A British lawmaker yesterday questioned whether police may have treated Nigella Lawson's husband Saatchi too leniently.

Labour lawmaker Sandra Osborne asked in Parliament if there was one rule for the rich and famous and another rule for everyone else, with the caution sending the wrong message.

Yesterday's report, co-authored by Watts and WHO's Claudia Garcia-Moreno, found that the rate of domestic violence against women was highest in Africa, the Middle East and Southeast Asia, where 37 per cent of women experienced physical or sexual violence from a partner at some point in their lifetime.

The rate was 30 per cent in Latin and South America and 23 per cent in North America. In Europe and Asia, it was 25 per cent. The report also found that 38 per cent of all women murder victims were killed by intimate partners, and 42 per cent of women who had been victims of physical or sexual violence by a partner had injuries as a result.

Garcia-Moreno pointed to recent high-profile rape cases in India and South Africa that have put a spotlight on the treatment of women. The brutal gang rape in December of a 23-year-old woman on a bus in New Delhi sparked a global outcry and unprecedented protests in India demanding better policing of sex crimes. The woman later died.

"These kinds of cases raise awareness, which is important, and at the same time we must remember there are hundreds of women every day who are being raped on the streets and in their homes, but that doesn't make the headlines," Garcia-Moreno said.

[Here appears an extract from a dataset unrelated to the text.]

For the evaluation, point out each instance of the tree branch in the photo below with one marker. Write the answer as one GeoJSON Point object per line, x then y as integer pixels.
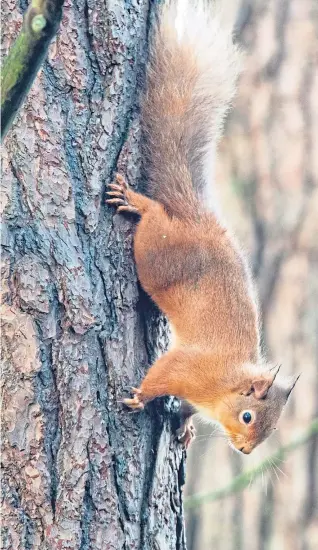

The report found that violence against women was a root cause for a range of acute and chronic health problems, ranging from immediate injury to sexually transmitted infections, to HIV, to depression and stress- and alcohol-related disorders.

Women who suffered violence from their partners were 1.5 times more likely to get syphilis, chlamydia, or gonorrhoea. And in some regions, including sub-Saharan Africa, they were 1.5 times more likely to become infected with the human immunodeficiency virus that causes AIDS.

The WHO is issuing guidelines for health workers on how to help women suffering domestic or sexual abuse. They stress the importance of recognising when women may be at risk.